2. M. C…, ressortissant géorgien né le 7 mai 1972, est entré en France, selon ses déclarations, au cours de l’année 2020. Il s’est vu délivrer une carte de séjour temporaire portant la mention « vie privée et familiale » en raison de son état de santé, qui était valable du 2 mai 2023 au 1er mai 2024. Le 5 février 2024, il a sollicité le renouvellement de son titre de séjour sur la plateforme « ANEF » du ministère de l’intérieur et des Outre-Mer. Par un courrier électronique du 20 juin 2024, il a été informé que sa demande de titre séjour avait été clôturée en raison d’un « bug de la plateforme ». Par la requête n° 2420346, M. C… demande l’annulation de cette décision de clôture de sa demande de titre de séjour. Par un autre courrier électronique du 12 septembre 2024, il a été informé que sa demande avait de nouveau été clôturée en raison d’une « anomalie survenue lors de sa saisie ». Par la requête n° 2430565, M. C… demande l’annulation de cette nouvelle décision de clôture de sa demande de titre de séjour. Enfin, par un arrêté du 17 avril 2025, le préfet de police, après avoir finalement instruit la demande de M. C…, a refusé de renouveler son titre de séjour, lui a fait obligation de quitter le territoire français dans le délai de trente jours et a fixé le pays de renvoi. Par la requête n° 2514895, M. C… demande l’annulation de cet arrêté.

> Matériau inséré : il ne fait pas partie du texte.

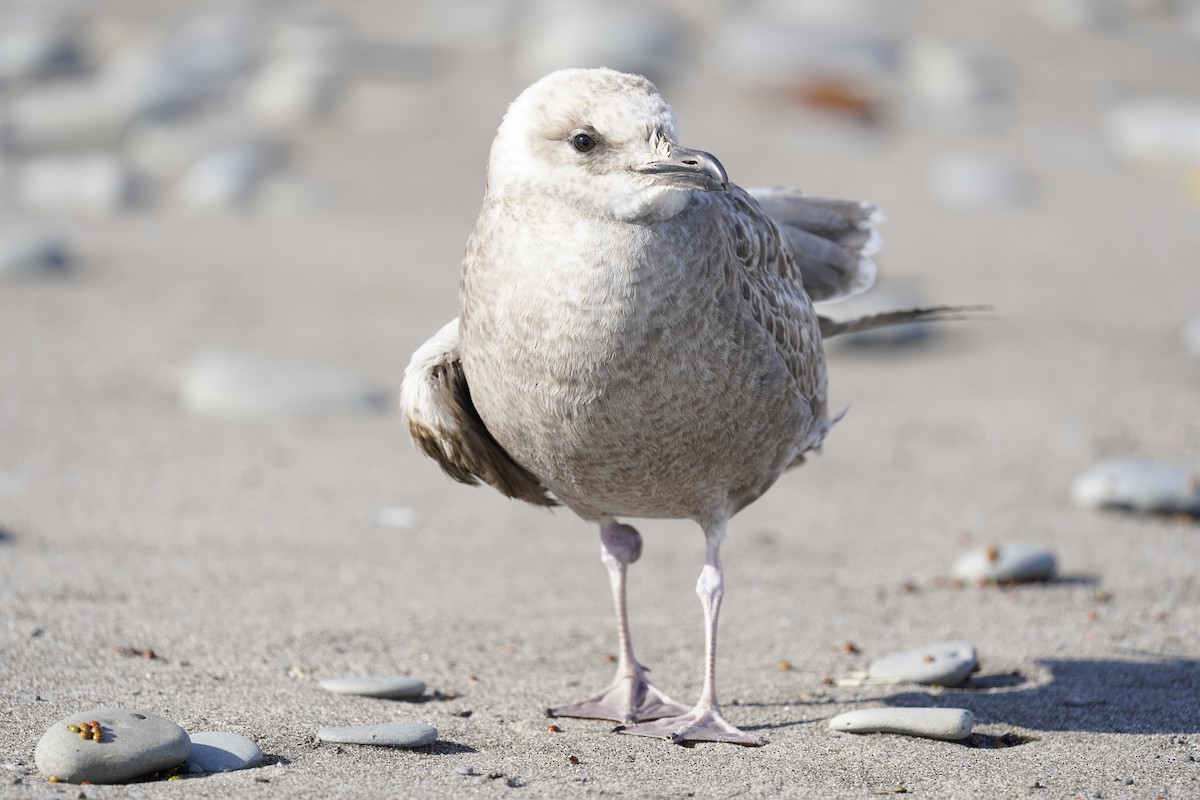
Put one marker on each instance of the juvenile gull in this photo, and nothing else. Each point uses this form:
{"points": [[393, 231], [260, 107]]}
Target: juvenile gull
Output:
{"points": [[636, 338]]}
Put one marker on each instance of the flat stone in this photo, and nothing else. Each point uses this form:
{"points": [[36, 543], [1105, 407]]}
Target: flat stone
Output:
{"points": [[133, 744], [216, 751], [929, 723], [1192, 336], [389, 687], [1139, 486], [389, 734], [976, 181], [1006, 564], [29, 253], [943, 663], [240, 386]]}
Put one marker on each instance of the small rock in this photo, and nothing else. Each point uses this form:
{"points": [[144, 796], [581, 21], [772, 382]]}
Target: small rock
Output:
{"points": [[1192, 336], [930, 723], [1138, 486], [216, 751], [1006, 564], [239, 386], [79, 184], [389, 734], [1155, 131], [132, 745], [396, 517], [387, 687], [24, 254], [226, 178], [975, 181], [945, 663]]}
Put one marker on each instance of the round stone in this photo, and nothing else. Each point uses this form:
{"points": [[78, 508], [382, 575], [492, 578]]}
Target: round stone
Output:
{"points": [[387, 687], [1006, 564], [930, 723], [389, 734], [216, 751], [132, 744], [1139, 486], [945, 663]]}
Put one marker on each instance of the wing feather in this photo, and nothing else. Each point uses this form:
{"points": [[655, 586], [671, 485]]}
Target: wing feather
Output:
{"points": [[443, 422]]}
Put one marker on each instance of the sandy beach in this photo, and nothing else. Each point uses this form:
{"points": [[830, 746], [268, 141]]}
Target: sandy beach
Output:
{"points": [[257, 555]]}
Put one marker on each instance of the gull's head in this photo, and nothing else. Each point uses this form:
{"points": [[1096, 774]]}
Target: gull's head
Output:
{"points": [[603, 140]]}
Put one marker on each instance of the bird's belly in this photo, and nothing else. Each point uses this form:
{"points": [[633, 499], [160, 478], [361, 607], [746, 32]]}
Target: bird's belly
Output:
{"points": [[653, 431]]}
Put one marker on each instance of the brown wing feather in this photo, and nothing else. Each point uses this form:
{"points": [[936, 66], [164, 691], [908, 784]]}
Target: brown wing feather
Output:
{"points": [[443, 422]]}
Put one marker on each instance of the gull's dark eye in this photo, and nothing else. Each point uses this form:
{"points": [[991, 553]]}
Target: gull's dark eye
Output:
{"points": [[583, 142]]}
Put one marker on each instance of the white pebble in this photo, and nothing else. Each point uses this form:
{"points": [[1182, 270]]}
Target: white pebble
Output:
{"points": [[945, 663], [930, 723], [1138, 486], [133, 744], [1155, 131], [390, 687], [217, 751], [239, 386], [1006, 564], [28, 253], [83, 184], [972, 181], [389, 734], [1192, 336]]}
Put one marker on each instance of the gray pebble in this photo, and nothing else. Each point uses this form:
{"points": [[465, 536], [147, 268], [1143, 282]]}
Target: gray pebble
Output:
{"points": [[216, 751], [1192, 336], [133, 744], [930, 723], [389, 734], [945, 663], [23, 254], [888, 294], [1139, 486], [1006, 564], [239, 386], [975, 181], [390, 687]]}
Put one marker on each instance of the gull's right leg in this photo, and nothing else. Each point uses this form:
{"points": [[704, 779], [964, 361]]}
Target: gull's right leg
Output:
{"points": [[630, 697]]}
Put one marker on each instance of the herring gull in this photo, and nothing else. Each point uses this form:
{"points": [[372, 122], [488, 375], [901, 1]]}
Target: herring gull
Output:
{"points": [[636, 338]]}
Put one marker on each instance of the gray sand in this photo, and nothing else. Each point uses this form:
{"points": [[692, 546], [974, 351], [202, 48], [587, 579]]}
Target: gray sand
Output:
{"points": [[247, 555]]}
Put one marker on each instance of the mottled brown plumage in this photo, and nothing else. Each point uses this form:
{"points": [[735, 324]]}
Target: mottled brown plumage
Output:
{"points": [[636, 338]]}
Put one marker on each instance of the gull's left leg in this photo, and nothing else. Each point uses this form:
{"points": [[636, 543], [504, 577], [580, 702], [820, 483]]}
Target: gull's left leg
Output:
{"points": [[705, 721]]}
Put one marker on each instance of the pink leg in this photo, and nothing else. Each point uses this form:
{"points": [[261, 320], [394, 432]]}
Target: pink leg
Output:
{"points": [[630, 697], [705, 721]]}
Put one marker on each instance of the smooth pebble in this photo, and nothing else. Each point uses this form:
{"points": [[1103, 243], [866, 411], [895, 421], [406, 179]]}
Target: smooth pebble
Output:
{"points": [[239, 386], [1006, 564], [1139, 486], [219, 751], [389, 734], [23, 254], [390, 687], [945, 663], [1155, 131], [930, 723], [976, 181], [1192, 336], [133, 744]]}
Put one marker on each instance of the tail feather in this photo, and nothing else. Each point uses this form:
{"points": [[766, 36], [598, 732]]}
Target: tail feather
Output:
{"points": [[831, 328]]}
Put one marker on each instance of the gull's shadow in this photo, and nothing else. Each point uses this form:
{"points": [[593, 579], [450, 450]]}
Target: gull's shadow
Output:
{"points": [[1143, 697]]}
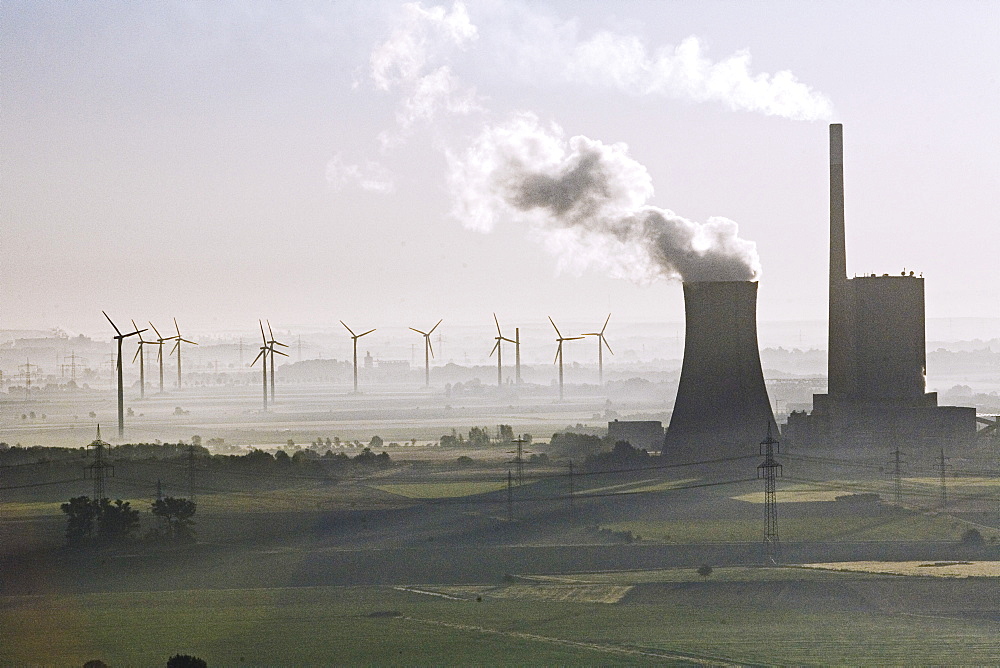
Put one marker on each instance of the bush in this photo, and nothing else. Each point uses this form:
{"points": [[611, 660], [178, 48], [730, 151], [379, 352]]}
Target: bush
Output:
{"points": [[972, 537], [186, 661]]}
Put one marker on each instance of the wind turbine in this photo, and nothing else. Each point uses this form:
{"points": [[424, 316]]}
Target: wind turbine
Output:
{"points": [[121, 392], [600, 349], [517, 355], [500, 338], [428, 351], [178, 340], [355, 337], [142, 362], [560, 338], [159, 352], [263, 353], [271, 344]]}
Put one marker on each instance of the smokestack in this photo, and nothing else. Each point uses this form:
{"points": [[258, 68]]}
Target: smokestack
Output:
{"points": [[722, 408], [839, 367]]}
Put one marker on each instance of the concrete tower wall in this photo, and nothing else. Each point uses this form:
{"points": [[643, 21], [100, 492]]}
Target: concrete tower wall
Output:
{"points": [[722, 408]]}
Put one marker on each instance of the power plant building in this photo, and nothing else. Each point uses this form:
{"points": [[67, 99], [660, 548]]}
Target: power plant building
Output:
{"points": [[876, 393]]}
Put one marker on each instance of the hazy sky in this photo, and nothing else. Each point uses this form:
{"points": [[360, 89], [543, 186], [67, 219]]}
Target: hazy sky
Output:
{"points": [[392, 164]]}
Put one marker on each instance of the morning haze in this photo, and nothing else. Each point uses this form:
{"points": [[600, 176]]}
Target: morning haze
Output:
{"points": [[415, 333]]}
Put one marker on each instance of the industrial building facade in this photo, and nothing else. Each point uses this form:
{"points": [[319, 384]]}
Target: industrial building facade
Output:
{"points": [[877, 357]]}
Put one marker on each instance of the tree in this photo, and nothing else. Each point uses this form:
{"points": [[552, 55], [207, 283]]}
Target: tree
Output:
{"points": [[81, 512], [117, 521], [177, 513], [478, 437]]}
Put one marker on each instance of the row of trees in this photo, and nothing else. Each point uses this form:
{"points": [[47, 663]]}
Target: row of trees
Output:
{"points": [[101, 520], [480, 437]]}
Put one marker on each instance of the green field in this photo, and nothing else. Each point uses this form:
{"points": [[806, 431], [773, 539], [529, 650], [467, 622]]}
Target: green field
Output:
{"points": [[665, 619], [899, 526], [441, 490]]}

Sur les requêtes n°s 2420346 et 2430565 :
S’agissant des demandes d’admission provisoire à l’aide juridictionnelle :
3. M. C… a été admis au bénéfice de l’aide juridictionnelle totale par des décisions des 29 octobre 2024 et 24 mars 2025. Par suite, ses conclusions tendant à son admission provisoire à l’aide juridictionnelle sont devenues sans objet. Il n’y a pas lieu d’y statuer.

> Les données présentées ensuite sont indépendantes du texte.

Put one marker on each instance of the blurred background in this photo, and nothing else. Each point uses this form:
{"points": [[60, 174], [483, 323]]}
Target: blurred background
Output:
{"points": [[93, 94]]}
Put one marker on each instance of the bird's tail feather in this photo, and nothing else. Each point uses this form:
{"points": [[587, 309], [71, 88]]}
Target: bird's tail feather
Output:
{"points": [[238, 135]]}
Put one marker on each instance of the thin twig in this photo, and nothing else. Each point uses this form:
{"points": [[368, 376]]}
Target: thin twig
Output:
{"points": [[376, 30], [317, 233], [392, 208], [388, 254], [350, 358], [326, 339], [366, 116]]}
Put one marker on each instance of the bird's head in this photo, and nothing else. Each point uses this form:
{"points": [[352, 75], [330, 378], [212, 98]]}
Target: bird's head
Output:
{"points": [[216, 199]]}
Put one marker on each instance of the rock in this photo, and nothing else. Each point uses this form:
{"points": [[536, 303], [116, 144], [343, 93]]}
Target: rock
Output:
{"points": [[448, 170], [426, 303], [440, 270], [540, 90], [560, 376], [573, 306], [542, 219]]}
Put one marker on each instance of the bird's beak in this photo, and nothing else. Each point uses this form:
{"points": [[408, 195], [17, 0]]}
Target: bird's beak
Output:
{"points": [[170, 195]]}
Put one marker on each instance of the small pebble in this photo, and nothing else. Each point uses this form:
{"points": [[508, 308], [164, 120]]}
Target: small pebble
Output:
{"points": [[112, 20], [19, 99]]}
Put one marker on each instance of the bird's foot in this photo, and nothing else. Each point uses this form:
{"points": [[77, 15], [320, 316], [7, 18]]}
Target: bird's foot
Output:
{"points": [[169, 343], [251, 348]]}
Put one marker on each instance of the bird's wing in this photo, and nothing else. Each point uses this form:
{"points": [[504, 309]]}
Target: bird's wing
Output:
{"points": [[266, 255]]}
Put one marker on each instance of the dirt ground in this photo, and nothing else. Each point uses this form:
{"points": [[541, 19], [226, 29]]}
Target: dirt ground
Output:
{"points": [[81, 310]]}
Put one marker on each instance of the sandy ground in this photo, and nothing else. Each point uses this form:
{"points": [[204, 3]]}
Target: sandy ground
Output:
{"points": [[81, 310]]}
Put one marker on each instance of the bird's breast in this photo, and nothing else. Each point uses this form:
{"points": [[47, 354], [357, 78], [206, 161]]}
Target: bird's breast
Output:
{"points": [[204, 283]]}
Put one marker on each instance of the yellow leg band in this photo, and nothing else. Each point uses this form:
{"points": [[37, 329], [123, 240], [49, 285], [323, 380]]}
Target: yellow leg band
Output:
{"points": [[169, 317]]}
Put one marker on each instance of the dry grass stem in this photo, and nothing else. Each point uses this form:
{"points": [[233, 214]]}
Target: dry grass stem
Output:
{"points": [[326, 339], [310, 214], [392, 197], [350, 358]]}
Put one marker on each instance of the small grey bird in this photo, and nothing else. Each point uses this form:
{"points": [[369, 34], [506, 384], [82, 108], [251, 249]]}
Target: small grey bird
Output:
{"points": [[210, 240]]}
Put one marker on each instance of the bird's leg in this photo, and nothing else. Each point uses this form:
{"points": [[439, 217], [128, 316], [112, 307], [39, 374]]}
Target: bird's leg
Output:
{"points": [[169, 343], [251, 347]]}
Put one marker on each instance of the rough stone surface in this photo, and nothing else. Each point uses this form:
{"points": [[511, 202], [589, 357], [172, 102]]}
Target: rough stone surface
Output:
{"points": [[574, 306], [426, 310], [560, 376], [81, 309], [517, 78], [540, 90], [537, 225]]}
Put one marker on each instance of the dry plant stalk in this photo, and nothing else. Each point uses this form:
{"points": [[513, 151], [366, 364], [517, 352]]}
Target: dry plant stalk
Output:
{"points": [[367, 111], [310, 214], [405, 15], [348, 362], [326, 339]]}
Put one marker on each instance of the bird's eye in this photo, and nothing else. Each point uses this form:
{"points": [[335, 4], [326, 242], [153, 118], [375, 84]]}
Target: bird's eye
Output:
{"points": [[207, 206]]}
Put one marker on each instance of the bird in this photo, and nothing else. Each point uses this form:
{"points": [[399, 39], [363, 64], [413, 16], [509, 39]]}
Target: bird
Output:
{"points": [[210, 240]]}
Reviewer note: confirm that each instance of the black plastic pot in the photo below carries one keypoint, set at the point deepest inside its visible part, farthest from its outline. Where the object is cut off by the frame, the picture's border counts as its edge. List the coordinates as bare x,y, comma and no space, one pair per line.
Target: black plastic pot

S’agissant des conclusions aux fins d’annulation :
4. Il résulte de l’instruction que les décisions de classement de la demande de titre de séjour de M. C… qui sont attaquées dans les requêtes n° 2420346 et 2430565 ont été retirées en cours d’instance. Ainsi, si le requérant fait valoir qu’il a été placé dans une situation précaire jusqu’à ce que le préfet lui délivre une autorisation provisoire de séjour, en raison d’un dysfonctionnement informatique du téléservice « ANEF » prévu à l’article R. 431-2 du code de l’entrée et du séjour des étrangers et du droit d’asile, il n’en demeure pas moins constant que sa demande de titre de séjour a été instruite en cours d’instance et a fait l’objet d’une décision expresse de rejet du 17 avril 2025. Par suite, les conclusions aux fins d’annulation présentées par M. C… contre les décisions de classement de sa demande de titre de séjour des 20 juin 2024 et 12 septembre 2024 sont devenues sans objet. Il n’y a pas lieu d’y statuer.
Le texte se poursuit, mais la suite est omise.